There are two primary types of hypsometric tinting: discrete and continuous.

Maps with discrete hypsometric tinting have a distinct, uniform color between each of the contours, which give them a stepped appearance. The historical bathymetric map shown at the right is an example of discrete hypsometric tinting.

In a map with continuous hypsometric tinting, there is a gradual shift from one tint to another, which presents a smoother appearance. This is often accomplished using data from a digital elevation model (DEM). Each pixel in the DEM is assigned a color which corresponds to the exact elevation at that location, so it is more precise than discrete hypsometric tinting. The colorful image of the moon has continuous hypsometric tinting.

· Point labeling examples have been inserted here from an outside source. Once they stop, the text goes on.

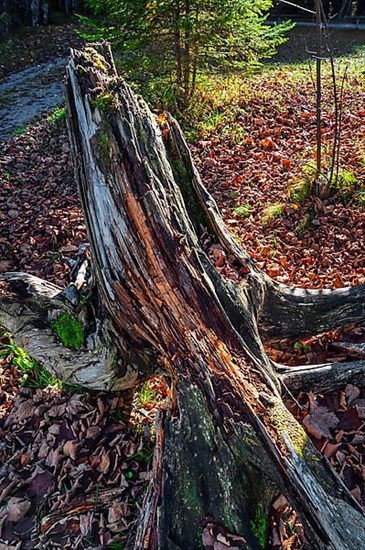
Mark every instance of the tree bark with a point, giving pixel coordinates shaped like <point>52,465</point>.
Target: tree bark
<point>226,446</point>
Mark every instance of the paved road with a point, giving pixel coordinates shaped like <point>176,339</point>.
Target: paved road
<point>29,93</point>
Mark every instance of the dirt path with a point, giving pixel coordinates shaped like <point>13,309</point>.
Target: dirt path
<point>27,94</point>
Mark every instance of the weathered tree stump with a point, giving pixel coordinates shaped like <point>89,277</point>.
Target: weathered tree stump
<point>226,446</point>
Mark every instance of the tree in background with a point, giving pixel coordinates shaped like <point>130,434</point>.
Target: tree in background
<point>174,40</point>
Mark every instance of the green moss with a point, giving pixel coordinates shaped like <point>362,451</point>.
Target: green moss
<point>272,212</point>
<point>284,422</point>
<point>103,141</point>
<point>95,58</point>
<point>69,331</point>
<point>300,191</point>
<point>242,211</point>
<point>259,527</point>
<point>105,102</point>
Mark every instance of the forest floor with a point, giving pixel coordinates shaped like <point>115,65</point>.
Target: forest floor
<point>74,465</point>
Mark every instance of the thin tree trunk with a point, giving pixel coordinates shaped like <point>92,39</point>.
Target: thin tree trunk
<point>227,446</point>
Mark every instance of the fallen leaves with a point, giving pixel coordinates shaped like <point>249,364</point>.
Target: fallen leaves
<point>71,463</point>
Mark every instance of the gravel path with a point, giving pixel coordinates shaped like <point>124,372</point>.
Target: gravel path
<point>29,93</point>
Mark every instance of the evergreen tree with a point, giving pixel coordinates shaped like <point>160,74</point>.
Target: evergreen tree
<point>175,39</point>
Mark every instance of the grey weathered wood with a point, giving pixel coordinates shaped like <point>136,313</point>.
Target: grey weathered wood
<point>227,445</point>
<point>323,378</point>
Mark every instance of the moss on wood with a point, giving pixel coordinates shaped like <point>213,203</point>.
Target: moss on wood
<point>69,331</point>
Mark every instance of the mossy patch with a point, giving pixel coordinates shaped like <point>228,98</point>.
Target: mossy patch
<point>69,331</point>
<point>95,58</point>
<point>105,102</point>
<point>259,527</point>
<point>284,422</point>
<point>103,140</point>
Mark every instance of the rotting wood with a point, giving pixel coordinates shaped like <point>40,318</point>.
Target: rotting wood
<point>227,445</point>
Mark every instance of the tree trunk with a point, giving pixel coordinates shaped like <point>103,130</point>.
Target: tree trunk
<point>226,446</point>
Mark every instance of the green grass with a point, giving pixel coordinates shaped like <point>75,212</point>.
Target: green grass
<point>272,212</point>
<point>146,395</point>
<point>33,374</point>
<point>259,527</point>
<point>20,130</point>
<point>145,455</point>
<point>242,211</point>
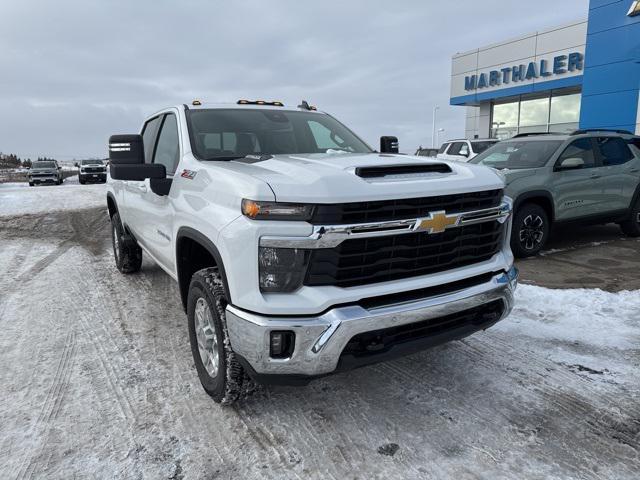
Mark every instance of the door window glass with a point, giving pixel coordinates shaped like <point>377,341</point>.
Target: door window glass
<point>167,150</point>
<point>455,148</point>
<point>149,136</point>
<point>583,149</point>
<point>614,151</point>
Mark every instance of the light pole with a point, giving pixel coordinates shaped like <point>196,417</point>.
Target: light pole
<point>433,133</point>
<point>497,126</point>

A typical color scheme progresses from dark greens for lower elevations, up through yellows/browns and on to grays and white at the highest elevations. In bathymetric tinting, lighter shades of blue represent shallower water such as the continental shelf and darker shades represent deeper regions.

Compare the information available in this image of a slightly different face of the Moon to the WorldWind depiction above.

Similar to false-color imagery, hypsometric tints can be used to make geographic information more accessible, as with this image of lunar topography.

Some cartographers have suggested that hypsometric tints are often used as decoration, rather than for informational purposes:

...the current popularity of hypsometric tints has more to do with production ease and pretty colors than it does with our interest in elevation. ... With hypsometric tints, the result is often a map with pleasing colors that blend softly into one another in an orderly fashion, a design trait that people find attractive, even if they don't necessarily know or care about elevations.